肩が震えた。運転席の男がドアの内側を拳で殴った音だ。衝撃で車がわずかに揺れた。
「乗れって言ってんだろ!」
そう言いながら今度はステアリングに怒りをぶつける。
沙希は覚悟を決めて助手席のドアを開けた。
「82点か……」
その日の夜は陸の家庭教師の日だった。採点されて戻ってきた英語の解答用紙を手にして沙希はつぶやいた。陸は殊勝な顔つきで沙希をじっと見ていた。
「よく頑張ったよね。ほとんどがケアレスミスだから惜しい」
そう言いながら机の上の問題用紙に手をのばす。陸は珍しく黙ったままだ。沙希は調子が狂ってやりにくいが、仕方なく続ける。
「テストで点数を取るには技術が必要だからね」
「…………」
「今日はおとなしいね」
「…………」
「なんか、私一人でしゃべってる」
「…………」
「えっと、じゃあどうしようか? そういえば小論文は書いたの? もうすぐ提出じゃなかった?」
ようやく陸がうん、と頷いた。
「どう? 上手く書けた?」
黙ったまま陸が引き出しを開けて作文用紙を取り出し、沙希へ差し出した。
「読んでもいい?」
陸はこくんと首を縦に振った。
渡された作文用紙を広げて目を通す。あまり丁寧ではないが柔らかい字だ。沙希の母はよく字に人柄が表れると言うが、沙希も同感だった。
(へぇ……意外)
一読した沙希は感心した。予想以上に陸の小論文はよく書けていた。まとまっているし、ところどころに陸の深い洞察力がうかがえる文章だった。
「これは……なかなかいい小論文だね」
沙希がそう話しかけると、陸は少し顔の表情を緩めた。
「先生さ……」
そう言って陸は沙希の顔を真っ直ぐ見つめる。真正面から視線を受け止めると心の中を見透かされそうで怖かった。
「いや、いいわ。なんでもない」
沙希は少し首を傾げて笑顔を作った。
「どうか……した?」
陸も笑顔を作って首を横に振った。
「なんでもない。
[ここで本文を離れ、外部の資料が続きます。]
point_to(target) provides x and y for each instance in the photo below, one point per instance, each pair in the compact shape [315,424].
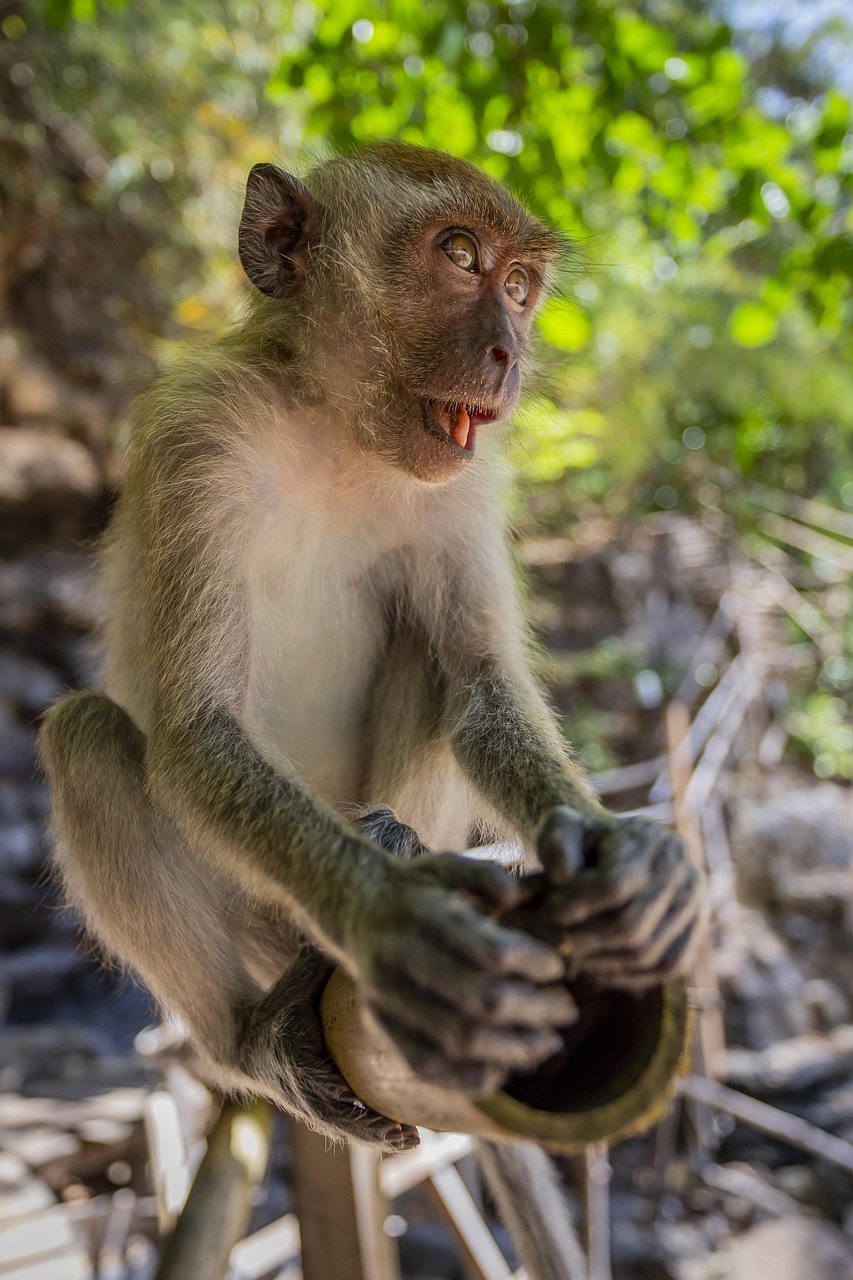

俺、もっと勉強頑張るわ」
(どうしたんだろう?)
陸はいつもと違う顔つきでただじっと沙希を見ていた。
「ね、私、何か変かな?」
「いや……」
いつもと変わらないように沙希は努力していた。黙っていると気分がずぶずぶと底なし沼の中に沈んでいくような感覚だ。意識を自分の内面に向けたくなかった。とにかく何か当たり障りのないことを考えてしゃべっていたかった。
「じゃあ次、何やろうか? いつもやってる問題集の続きをやろう」
また陸は黙って頷いた。沙希は硬い表情の陸に微笑みかける。だが陸は終始その表情を崩さず、ただじっと沙希を見つめていた。
家に帰ると沙希はすぐに二階の自室に駆け上がりベッドの上に身を投げ出した。
(……はぁ)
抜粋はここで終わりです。